If there was something specific that I wanted to learn more in-depth, a smaller class/workshop was beneficial. I took craft workshops for grad credit at a local university and those were intense and long days/evenings and exhausting - but I really learned the techniques and history and methods etc. and it has stayed with me several years later - so was well worth it.

Isn't WPPI a trade fair? or am I thinking of something else? Even if it is maybe there are workshops offered. At large conferences usually there's a vendor area which can be fun to browse. I think it's a matter of looking up the presenters of anything you're considering and see if it seems like something that would interest you. I'd think mostly the presenters would be pretty good or they wouldn't keep getting asked to present at workshops, etc.


----------



## TheLibrarian (Sep 6, 2016)

I prefer smaller classes where I can get some individual attention. I'm sure most would. Rather than be in a seat in a large auditorium. You can watch stuff online if thats the case. Maybe a larger multiday thing where you hope to network and learn from your peers might be interesting but for my money I want more. For $200 a day, 1. in Hawaii I'd rather spend that on a banana boat ride and parasailing or 2. I'd expect to learn more from 3-4 months of a community college class for the same price.


----------



## petrochemist (Sep 6, 2016)

I always find it easier presenting to smaller groups, big seminars can get a little daunting.
The amount you get out such events depends more on the people you meet than the actual size of them. If the right people are there small groups are preferable, but I guess there's more chance of having the right people present if more people are there...


----------



## table1349 (Sep 6, 2016)

Doesn't matter if it is big or small to me.  It is the quality of the instructor(s) and the subject that matters.  I would have sat with 1000 other people to learn from Monte Zucker, Don Giannatti, Bobbi Lane, or David Wells.


----------



## zombiesniper (Sep 7, 2016)

I'll come at this from the other perspective.

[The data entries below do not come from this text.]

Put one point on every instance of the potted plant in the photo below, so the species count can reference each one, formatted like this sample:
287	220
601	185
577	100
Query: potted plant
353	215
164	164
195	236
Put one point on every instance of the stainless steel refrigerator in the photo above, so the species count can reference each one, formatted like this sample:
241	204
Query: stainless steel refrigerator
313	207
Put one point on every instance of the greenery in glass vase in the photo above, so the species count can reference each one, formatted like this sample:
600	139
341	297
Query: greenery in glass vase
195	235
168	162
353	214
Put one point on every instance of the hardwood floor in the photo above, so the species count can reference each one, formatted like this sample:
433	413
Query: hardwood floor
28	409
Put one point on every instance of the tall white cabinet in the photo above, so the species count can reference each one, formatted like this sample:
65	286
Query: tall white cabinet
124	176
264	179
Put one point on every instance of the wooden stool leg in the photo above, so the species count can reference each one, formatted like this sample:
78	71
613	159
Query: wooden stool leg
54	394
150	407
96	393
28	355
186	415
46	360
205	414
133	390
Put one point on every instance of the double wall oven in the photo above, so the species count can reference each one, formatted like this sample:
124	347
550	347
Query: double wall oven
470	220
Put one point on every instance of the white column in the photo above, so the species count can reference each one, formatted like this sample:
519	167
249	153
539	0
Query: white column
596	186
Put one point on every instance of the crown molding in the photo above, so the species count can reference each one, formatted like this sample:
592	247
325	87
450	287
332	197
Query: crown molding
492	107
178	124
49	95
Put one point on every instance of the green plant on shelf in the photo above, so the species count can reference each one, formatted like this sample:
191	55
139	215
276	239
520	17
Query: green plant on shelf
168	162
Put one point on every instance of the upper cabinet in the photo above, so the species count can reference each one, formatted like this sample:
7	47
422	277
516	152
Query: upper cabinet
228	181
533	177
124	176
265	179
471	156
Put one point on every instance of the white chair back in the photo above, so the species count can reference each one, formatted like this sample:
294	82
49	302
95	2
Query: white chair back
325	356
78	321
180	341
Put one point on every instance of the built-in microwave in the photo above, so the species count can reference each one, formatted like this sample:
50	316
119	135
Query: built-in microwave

I have presented in front of  10 - 500+ people (non photography) and I always prefer a smaller venue because I can get through my material and usually have more than enough time to engage the room. 
With larger venues it becomes more of a stand and deliver type of presentation because people are afraid to look foolish in front of a large crowd.

The second aspect is that in a smaller venue it seems more personal and this can in turn get more engagement from the audience. Larger venues I feel the mood is too detached so people tend to drift off and you really don't get peoples full attention.


----------